Bien qu'encore peu nombreuses, les épiceries sociales ont le vent en poupe. Essentiellement concentrées sur la région parisienne et l'ouest de la France, les premières expérimentations font l'objet d'une curiosité grandissante de la part des professionnels de l'action sociale mais aussi des élus. « Nous sommes tellement submergés de demandes que nous avons dû instituer un jour de visite le deuxième mardi de chaque mois », confie Jacques Lauverjat, l'un des animateurs de l'épicerie sociale de Sainte-Geneviève-des-Bois (Essonne) qui fonctionne depuis octobre 1994. « On assiste à un petit phénomène de mode. Chaque maire veut son épicerie sociale », confirme Françoise Pradier, chargée de mission à la Fédération française des banques alimentaires qui dessert actuellement une centaine de structures. Département pionnier, l'Essonne en possède déjà six et quatorze sont actuellement en cours de création...

Des lieux de consommation mais aussi d'échanges

Conçues comme des magasins pas tout à fait comme les autres, les épiceries sociales ont pour objectif de rompre avec la logique d'assistance symbolisée par la remise de colis alimentaires. « C'est une expérimentation qui m'apparaît comme une forme d'aboutissement logique de l'évolution en profondeur qu'a connue l'action sociale depuis une vingtaine d'années dans notre pays. Délivrer des bons alimentaires c'était certes nécessaire mais insuffisant. C'était en tout cas plus proche de l'aide sociale ponctuelle que de l'action sociale en profondeur », assure Gérald Hérault, maire de Montgeron, municipalité de l'Essonne où l'épicerie sociale a ouvert ses portes en janvier 1997. Et qui accueillait, il y a peu, un colloque sur ce thème (1).
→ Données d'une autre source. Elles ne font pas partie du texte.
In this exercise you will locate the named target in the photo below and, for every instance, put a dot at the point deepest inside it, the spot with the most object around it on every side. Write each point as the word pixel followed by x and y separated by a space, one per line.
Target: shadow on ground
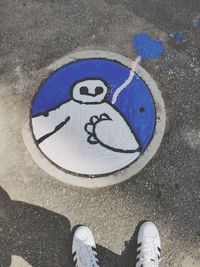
pixel 43 238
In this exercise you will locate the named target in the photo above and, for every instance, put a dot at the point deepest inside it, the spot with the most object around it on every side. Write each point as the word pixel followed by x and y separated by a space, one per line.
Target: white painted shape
pixel 69 148
pixel 115 133
pixel 117 177
pixel 128 81
pixel 18 261
pixel 91 86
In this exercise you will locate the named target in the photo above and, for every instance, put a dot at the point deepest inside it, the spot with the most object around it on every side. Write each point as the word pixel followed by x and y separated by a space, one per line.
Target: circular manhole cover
pixel 86 136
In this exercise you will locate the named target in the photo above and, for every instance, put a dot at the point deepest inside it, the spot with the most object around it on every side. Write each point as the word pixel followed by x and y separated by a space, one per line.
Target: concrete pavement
pixel 37 212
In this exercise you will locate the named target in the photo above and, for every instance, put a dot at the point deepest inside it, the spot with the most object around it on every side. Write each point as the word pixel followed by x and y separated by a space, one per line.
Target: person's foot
pixel 148 246
pixel 84 248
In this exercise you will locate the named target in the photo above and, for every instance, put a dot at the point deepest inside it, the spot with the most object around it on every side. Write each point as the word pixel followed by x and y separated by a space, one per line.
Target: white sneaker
pixel 148 248
pixel 84 248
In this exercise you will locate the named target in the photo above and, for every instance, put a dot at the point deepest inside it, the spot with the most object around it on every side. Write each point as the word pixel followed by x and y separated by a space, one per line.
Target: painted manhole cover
pixel 88 120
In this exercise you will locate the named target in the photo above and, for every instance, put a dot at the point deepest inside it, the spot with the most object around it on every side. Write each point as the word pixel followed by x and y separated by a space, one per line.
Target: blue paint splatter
pixel 146 47
pixel 196 22
pixel 135 102
pixel 179 37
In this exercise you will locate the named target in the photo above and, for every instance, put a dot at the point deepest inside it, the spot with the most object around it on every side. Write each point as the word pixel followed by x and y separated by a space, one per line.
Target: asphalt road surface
pixel 37 212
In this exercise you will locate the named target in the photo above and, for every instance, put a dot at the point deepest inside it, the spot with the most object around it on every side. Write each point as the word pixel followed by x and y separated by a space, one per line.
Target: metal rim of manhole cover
pixel 88 126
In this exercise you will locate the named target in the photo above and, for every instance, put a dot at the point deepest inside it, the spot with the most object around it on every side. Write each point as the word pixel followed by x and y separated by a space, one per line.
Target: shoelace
pixel 150 263
pixel 150 253
pixel 93 260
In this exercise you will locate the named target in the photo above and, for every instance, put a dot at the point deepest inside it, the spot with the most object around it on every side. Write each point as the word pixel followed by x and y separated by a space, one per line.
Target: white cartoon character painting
pixel 87 133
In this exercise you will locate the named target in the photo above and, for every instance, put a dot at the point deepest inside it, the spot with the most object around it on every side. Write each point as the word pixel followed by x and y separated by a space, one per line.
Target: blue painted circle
pixel 135 102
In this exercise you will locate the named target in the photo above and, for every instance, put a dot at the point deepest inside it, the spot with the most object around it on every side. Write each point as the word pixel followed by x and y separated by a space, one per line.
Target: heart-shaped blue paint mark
pixel 146 47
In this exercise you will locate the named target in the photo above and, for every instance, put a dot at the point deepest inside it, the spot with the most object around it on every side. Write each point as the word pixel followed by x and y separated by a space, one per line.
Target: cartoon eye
pixel 99 90
pixel 83 90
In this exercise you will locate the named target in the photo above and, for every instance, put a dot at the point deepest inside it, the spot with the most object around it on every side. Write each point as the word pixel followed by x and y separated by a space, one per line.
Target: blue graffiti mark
pixel 135 102
pixel 196 22
pixel 179 37
pixel 146 47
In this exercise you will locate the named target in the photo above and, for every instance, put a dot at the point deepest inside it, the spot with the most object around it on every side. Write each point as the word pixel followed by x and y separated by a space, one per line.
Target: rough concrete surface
pixel 37 212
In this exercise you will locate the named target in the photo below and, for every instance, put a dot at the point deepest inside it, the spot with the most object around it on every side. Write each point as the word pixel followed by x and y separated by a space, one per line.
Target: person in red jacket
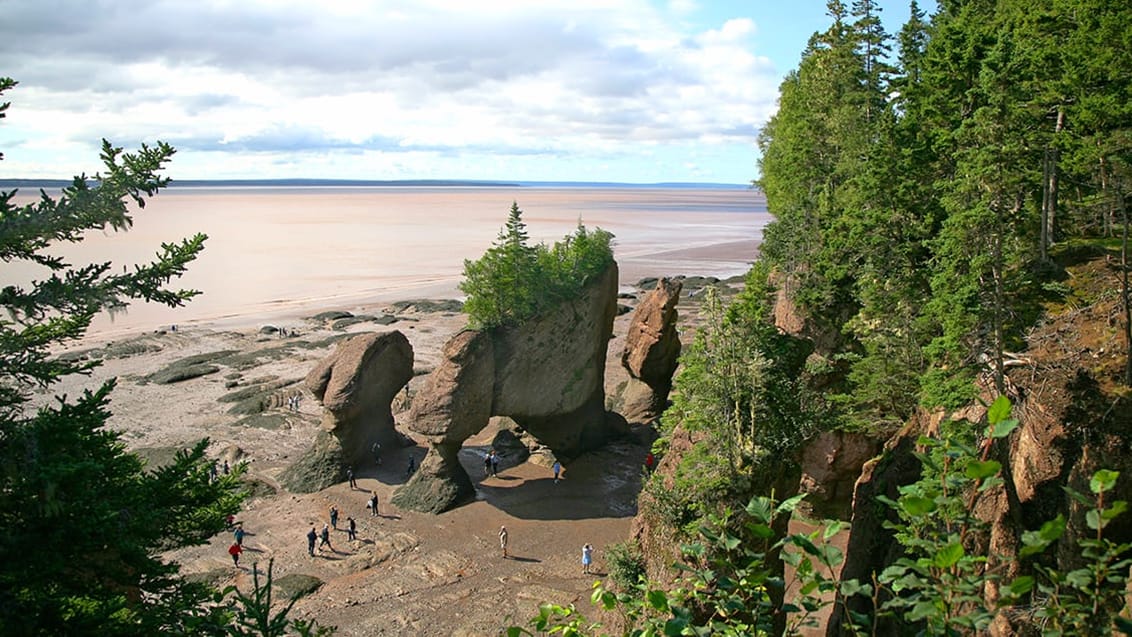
pixel 234 550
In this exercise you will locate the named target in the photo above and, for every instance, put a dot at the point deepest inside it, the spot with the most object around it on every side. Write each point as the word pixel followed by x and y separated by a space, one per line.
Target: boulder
pixel 439 484
pixel 652 349
pixel 547 375
pixel 320 466
pixel 356 386
pixel 831 463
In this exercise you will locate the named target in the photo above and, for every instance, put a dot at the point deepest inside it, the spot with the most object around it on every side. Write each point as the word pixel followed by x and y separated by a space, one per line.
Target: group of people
pixel 586 550
pixel 323 537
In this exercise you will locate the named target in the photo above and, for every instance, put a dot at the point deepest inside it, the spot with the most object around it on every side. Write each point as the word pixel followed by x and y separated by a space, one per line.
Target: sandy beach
pixel 275 254
pixel 408 573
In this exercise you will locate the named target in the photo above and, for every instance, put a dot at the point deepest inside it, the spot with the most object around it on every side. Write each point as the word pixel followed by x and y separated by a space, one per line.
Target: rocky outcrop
pixel 652 349
pixel 831 463
pixel 547 375
pixel 356 386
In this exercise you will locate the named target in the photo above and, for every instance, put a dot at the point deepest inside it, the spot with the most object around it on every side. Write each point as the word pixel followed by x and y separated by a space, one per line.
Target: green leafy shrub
pixel 626 565
pixel 936 587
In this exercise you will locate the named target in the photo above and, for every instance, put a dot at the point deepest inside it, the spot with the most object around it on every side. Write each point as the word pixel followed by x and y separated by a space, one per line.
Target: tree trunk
pixel 1125 293
pixel 1044 242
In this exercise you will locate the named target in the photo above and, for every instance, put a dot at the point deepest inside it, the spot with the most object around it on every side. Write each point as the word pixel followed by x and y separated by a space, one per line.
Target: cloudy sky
pixel 635 91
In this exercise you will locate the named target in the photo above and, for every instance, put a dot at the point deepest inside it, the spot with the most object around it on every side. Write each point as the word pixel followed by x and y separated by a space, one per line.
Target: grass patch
pixel 271 422
pixel 177 372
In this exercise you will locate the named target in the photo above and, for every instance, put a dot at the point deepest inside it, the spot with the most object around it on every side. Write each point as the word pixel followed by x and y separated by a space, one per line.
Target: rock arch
pixel 547 375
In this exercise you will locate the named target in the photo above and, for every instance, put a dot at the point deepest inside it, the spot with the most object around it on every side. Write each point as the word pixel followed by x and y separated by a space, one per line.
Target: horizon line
pixel 401 182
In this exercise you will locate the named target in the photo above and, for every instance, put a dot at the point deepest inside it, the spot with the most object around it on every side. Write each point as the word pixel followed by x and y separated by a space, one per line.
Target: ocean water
pixel 289 251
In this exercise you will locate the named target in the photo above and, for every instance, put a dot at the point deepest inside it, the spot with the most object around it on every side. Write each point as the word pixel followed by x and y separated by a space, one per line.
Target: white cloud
pixel 380 80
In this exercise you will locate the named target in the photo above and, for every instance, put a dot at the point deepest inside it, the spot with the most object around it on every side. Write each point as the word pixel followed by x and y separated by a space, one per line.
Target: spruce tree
pixel 84 521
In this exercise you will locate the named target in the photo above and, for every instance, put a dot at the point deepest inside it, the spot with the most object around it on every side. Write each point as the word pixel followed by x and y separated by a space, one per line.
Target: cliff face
pixel 547 375
pixel 1073 420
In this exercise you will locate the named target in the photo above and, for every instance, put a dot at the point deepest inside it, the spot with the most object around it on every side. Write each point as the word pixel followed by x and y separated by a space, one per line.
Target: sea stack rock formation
pixel 356 386
pixel 547 375
pixel 652 349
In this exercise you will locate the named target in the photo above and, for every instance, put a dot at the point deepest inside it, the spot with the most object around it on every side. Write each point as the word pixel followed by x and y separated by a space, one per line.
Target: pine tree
pixel 84 521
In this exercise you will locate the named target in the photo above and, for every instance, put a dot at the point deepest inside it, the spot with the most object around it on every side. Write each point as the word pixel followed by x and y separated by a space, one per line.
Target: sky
pixel 628 91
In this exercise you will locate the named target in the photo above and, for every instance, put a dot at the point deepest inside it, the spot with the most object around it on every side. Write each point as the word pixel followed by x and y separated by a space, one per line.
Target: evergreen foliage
pixel 937 586
pixel 915 204
pixel 85 522
pixel 514 281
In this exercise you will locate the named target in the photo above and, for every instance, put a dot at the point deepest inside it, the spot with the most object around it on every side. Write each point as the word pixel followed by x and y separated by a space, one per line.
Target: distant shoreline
pixel 56 183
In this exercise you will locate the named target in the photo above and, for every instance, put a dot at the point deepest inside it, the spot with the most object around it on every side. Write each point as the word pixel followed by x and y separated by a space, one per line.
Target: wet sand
pixel 275 252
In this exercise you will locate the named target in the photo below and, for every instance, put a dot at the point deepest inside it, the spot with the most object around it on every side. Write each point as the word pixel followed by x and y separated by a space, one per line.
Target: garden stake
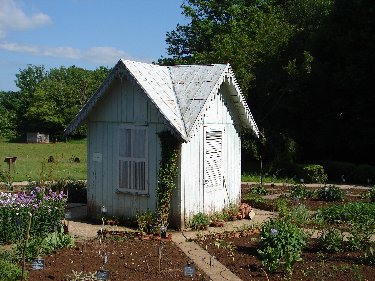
pixel 159 251
pixel 25 245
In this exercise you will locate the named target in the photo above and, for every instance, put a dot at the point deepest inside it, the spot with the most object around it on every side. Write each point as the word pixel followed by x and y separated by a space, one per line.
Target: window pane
pixel 125 142
pixel 124 174
pixel 139 144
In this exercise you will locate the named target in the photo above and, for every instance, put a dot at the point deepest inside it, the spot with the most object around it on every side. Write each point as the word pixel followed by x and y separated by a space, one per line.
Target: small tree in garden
pixel 167 174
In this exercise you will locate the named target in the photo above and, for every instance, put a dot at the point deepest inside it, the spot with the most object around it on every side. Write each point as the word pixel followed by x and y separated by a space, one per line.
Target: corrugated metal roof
pixel 193 84
pixel 179 92
pixel 157 84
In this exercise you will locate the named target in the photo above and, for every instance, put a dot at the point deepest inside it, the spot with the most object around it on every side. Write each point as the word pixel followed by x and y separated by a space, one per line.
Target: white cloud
pixel 97 55
pixel 60 52
pixel 103 55
pixel 13 18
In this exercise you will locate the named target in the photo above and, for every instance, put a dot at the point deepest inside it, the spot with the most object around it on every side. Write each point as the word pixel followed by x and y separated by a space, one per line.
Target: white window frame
pixel 213 162
pixel 132 168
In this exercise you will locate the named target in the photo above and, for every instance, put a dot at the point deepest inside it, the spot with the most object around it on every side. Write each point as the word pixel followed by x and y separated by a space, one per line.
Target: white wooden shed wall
pixel 218 113
pixel 125 104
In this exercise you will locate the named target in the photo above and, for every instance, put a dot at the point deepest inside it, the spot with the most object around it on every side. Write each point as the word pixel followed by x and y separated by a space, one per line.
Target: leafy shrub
pixel 281 244
pixel 146 222
pixel 331 240
pixel 372 194
pixel 369 257
pixel 299 215
pixel 39 246
pixel 360 235
pixel 10 271
pixel 258 189
pixel 80 276
pixel 200 221
pixel 348 212
pixel 45 206
pixel 330 193
pixel 300 191
pixel 315 174
pixel 282 206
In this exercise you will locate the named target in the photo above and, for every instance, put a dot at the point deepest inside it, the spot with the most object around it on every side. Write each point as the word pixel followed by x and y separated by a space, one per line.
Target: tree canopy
pixel 305 67
pixel 47 100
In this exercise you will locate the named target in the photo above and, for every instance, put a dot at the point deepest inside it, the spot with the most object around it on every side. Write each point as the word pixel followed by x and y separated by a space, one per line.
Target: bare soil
pixel 128 259
pixel 244 262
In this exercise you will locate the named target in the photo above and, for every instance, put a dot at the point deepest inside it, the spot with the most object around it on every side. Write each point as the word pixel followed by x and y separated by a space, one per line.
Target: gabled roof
pixel 179 92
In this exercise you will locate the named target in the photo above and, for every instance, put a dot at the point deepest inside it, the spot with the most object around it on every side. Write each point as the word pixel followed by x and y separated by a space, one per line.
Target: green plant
pixel 228 245
pixel 258 189
pixel 46 207
pixel 167 174
pixel 315 173
pixel 281 244
pixel 300 191
pixel 372 194
pixel 146 222
pixel 360 235
pixel 81 276
pixel 348 212
pixel 282 207
pixel 331 240
pixel 220 216
pixel 299 215
pixel 200 221
pixel 10 271
pixel 369 256
pixel 40 246
pixel 330 193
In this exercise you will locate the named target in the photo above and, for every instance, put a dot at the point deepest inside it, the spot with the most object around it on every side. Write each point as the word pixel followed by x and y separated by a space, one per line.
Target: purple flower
pixel 274 231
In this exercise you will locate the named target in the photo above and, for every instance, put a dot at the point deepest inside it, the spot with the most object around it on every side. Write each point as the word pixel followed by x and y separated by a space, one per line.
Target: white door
pixel 213 169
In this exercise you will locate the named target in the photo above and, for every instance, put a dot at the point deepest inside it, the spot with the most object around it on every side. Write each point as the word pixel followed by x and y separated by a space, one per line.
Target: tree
pixel 9 105
pixel 59 97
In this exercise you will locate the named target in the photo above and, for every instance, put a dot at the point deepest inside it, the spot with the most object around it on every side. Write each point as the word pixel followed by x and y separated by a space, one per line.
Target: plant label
pixel 38 264
pixel 189 270
pixel 102 274
pixel 68 215
pixel 251 214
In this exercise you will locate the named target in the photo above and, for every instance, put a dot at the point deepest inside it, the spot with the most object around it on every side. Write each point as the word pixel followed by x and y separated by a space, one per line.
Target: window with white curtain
pixel 133 159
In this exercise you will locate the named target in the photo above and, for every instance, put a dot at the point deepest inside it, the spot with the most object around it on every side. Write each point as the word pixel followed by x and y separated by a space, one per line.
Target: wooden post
pixel 25 245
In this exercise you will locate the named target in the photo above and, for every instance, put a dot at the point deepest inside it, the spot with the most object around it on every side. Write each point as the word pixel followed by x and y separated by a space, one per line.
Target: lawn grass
pixel 32 160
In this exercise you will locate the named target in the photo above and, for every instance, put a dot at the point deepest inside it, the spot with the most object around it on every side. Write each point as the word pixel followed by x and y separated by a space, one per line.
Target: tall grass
pixel 32 160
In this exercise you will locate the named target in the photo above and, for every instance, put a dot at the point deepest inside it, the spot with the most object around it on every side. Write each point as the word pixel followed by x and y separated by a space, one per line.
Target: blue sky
pixel 84 33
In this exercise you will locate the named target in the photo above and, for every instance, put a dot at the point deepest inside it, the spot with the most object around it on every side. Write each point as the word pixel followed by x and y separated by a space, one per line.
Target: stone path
pixel 201 258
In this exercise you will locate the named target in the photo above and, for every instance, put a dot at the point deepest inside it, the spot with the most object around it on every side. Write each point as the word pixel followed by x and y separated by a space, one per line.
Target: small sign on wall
pixel 37 264
pixel 102 274
pixel 97 157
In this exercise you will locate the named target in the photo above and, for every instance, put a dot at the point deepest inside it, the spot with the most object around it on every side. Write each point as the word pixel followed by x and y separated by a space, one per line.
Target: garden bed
pixel 128 259
pixel 239 254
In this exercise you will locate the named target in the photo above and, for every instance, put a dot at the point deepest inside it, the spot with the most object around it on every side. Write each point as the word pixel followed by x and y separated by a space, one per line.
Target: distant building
pixel 201 105
pixel 37 138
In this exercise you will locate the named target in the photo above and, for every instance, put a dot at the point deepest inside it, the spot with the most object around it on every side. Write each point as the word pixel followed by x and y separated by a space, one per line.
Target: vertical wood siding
pixel 219 113
pixel 126 103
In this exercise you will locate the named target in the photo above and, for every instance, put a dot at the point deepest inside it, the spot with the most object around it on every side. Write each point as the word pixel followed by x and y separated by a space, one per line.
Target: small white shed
pixel 200 104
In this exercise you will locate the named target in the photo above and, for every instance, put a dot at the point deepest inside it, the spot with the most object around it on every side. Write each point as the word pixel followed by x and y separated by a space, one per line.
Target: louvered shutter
pixel 213 159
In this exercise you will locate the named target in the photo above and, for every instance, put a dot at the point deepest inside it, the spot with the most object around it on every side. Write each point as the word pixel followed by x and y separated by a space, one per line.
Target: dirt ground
pixel 314 265
pixel 139 259
pixel 126 260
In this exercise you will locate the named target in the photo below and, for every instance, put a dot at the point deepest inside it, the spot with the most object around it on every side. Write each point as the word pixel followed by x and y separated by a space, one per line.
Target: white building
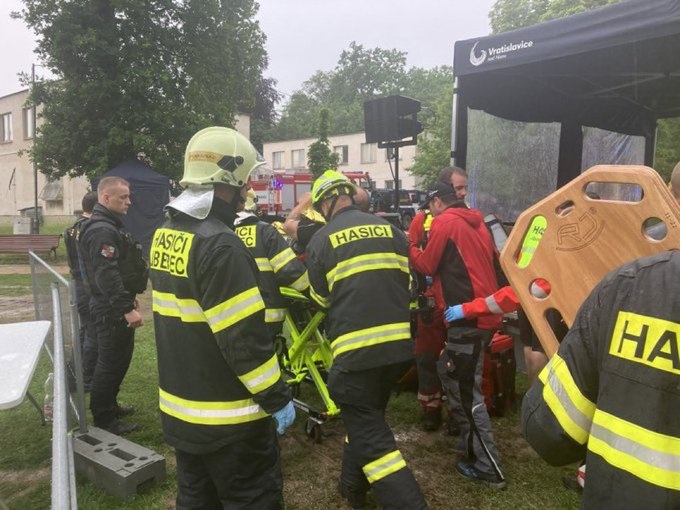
pixel 355 155
pixel 59 199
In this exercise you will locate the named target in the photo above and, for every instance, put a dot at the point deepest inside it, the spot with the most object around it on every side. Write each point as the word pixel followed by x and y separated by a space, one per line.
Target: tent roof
pixel 138 173
pixel 616 68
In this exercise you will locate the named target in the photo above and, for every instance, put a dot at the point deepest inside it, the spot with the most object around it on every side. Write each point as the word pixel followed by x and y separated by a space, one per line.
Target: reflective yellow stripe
pixel 262 377
pixel 263 264
pixel 274 314
pixel 289 293
pixel 572 409
pixel 371 262
pixel 233 310
pixel 652 457
pixel 169 305
pixel 280 260
pixel 385 465
pixel 210 413
pixel 301 283
pixel 532 238
pixel 371 336
pixel 323 301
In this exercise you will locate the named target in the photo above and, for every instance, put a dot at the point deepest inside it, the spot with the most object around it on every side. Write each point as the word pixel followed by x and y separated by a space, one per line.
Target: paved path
pixel 26 268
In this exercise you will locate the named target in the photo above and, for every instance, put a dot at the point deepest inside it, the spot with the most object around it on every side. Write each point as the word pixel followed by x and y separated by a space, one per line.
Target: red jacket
pixel 462 257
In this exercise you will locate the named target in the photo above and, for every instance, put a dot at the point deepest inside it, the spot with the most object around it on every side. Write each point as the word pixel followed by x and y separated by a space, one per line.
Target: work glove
pixel 454 313
pixel 284 417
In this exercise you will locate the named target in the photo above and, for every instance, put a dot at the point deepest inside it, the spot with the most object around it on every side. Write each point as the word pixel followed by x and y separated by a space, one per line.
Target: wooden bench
pixel 22 243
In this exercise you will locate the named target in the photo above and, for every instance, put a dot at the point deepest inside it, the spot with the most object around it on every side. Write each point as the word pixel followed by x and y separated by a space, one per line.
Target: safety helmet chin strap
pixel 329 214
pixel 238 199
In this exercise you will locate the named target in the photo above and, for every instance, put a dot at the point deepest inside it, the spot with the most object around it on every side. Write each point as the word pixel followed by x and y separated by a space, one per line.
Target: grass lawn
pixel 310 470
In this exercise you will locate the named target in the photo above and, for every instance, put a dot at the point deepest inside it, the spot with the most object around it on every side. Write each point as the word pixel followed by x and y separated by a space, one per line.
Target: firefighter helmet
pixel 331 183
pixel 219 155
pixel 251 201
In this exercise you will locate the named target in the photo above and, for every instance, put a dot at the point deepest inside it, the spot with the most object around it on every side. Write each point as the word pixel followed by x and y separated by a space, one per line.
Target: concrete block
pixel 120 467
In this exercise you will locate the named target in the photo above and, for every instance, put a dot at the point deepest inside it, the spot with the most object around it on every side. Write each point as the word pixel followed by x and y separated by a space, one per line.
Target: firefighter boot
pixel 431 420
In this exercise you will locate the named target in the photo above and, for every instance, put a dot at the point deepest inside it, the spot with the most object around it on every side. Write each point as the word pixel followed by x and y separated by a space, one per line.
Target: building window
pixel 53 191
pixel 6 127
pixel 343 152
pixel 29 125
pixel 277 160
pixel 368 152
pixel 298 158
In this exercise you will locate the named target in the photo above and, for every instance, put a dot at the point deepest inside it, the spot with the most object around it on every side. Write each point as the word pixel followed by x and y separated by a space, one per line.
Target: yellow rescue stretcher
pixel 305 355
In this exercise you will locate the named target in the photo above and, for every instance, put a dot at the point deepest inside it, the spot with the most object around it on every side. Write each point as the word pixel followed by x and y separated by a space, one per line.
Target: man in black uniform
pixel 87 333
pixel 115 272
pixel 611 393
pixel 220 382
pixel 358 269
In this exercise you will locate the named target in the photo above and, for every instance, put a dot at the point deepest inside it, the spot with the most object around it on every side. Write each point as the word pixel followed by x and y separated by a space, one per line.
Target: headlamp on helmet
pixel 330 184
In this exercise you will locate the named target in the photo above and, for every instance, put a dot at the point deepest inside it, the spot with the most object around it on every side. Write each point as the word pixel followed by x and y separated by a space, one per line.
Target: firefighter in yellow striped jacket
pixel 611 393
pixel 358 270
pixel 219 378
pixel 277 263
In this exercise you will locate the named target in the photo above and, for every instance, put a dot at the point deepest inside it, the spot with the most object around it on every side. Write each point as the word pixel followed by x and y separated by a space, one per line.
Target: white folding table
pixel 20 345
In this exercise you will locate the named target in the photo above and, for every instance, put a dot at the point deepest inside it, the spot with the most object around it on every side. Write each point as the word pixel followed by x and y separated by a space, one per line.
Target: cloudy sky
pixel 304 36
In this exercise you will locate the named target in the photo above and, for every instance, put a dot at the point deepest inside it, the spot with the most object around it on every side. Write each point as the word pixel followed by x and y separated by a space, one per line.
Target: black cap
pixel 439 189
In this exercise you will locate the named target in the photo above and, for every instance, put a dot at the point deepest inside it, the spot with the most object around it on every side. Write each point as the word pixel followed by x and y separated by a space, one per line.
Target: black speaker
pixel 391 118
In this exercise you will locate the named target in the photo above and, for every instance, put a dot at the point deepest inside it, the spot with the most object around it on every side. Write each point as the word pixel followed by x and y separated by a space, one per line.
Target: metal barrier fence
pixel 54 300
pixel 42 278
pixel 64 496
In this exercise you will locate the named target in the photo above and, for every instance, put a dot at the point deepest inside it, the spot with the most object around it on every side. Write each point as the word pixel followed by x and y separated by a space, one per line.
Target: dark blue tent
pixel 150 193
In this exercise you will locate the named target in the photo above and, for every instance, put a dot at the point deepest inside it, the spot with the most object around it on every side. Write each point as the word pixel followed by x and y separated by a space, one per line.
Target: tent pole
pixel 571 152
pixel 650 147
pixel 459 128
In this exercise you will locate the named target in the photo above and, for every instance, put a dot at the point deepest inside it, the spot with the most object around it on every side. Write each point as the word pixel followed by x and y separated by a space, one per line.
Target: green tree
pixel 320 157
pixel 511 14
pixel 139 76
pixel 263 115
pixel 434 88
pixel 360 74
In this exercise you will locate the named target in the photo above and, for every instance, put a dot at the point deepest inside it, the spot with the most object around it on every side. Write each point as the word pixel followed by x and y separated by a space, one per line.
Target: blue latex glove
pixel 453 313
pixel 284 417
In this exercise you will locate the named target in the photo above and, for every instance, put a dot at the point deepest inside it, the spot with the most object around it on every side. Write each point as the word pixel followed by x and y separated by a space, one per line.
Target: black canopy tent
pixel 615 68
pixel 149 193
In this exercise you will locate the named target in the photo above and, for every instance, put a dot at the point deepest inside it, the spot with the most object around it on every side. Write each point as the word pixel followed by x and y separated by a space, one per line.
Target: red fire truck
pixel 280 192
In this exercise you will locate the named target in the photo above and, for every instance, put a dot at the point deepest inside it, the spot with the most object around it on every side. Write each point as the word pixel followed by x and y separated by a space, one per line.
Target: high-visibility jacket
pixel 611 393
pixel 358 269
pixel 219 377
pixel 276 261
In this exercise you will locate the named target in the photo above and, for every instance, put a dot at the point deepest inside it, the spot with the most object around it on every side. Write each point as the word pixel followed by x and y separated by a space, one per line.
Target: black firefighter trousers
pixel 371 457
pixel 115 342
pixel 243 475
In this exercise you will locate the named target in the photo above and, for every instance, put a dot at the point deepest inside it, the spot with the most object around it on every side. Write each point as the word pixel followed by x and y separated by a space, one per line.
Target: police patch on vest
pixel 647 340
pixel 248 235
pixel 362 232
pixel 108 251
pixel 170 251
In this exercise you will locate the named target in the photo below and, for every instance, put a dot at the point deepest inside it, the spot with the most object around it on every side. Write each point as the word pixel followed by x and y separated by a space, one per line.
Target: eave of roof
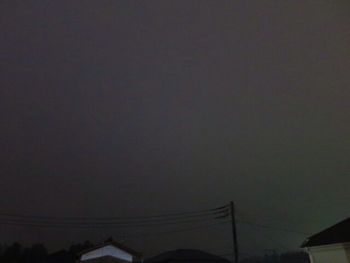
pixel 338 233
pixel 115 244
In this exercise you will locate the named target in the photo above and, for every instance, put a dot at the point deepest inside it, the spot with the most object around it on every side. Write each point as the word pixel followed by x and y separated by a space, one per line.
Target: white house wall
pixel 330 254
pixel 107 251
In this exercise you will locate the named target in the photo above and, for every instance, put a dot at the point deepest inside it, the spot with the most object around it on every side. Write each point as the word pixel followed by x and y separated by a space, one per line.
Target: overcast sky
pixel 130 108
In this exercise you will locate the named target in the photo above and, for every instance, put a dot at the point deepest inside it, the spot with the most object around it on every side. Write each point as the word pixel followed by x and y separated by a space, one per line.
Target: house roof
pixel 338 233
pixel 116 244
pixel 183 255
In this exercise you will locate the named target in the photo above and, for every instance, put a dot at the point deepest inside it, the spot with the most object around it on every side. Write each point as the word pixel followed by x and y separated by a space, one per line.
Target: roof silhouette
pixel 338 233
pixel 114 243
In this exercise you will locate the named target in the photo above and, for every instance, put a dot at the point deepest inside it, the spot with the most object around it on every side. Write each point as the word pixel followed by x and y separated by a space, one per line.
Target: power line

Très concrètement, ces boutiques atypiques se veulent des lieux de consommation, mais aussi d'information, d'échange et de socialisation. L'aide alimentaire n'est plus, dès lors, une fin en soi mais un levier pour appréhender d'autres problèmes rencontrés par l'usager. L'alimentation sert de support à la mise en place d'actions éducatives centrées sur l'équilibre nutritionnel, la cuisine, la gestion du budget... L'occasion, par exemple, de travailler sur des habitudes alimentaires souvent coûteuses et, qui plus est, généralement sources de carences. « Les femmes que nous accueillons ont pour la plupart perdu le goût de cuisiner, tout ce qu'elles souhaitent c'est aller au plus vite et se débarrasser du souci des repas. De fait, nous avons certains produits comme les salades, les poireaux ou les endives qui ne partent pas... », observe l'une des animatrices de l'épicerie sociale de Brétigny. « Lorsque des personnes pauvres ont davantage le réflexe de fréquenter le Mac Donald que de cuisiner un hachis Parmentier, il relève de la responsabilité des travailleurs sociaux de leur rappeler combien coûte un repas préparé chez soi », renchérit Brigitte Davenas, directrice de la caisse d'allocations familiales (CAF) de l'Essonne. Celle-ci intervient dans l'ensemble des projets en chantier sur le département et a également édité une petite brochure intitulée L'épicerie sociale, du projet à la réalisation   (2).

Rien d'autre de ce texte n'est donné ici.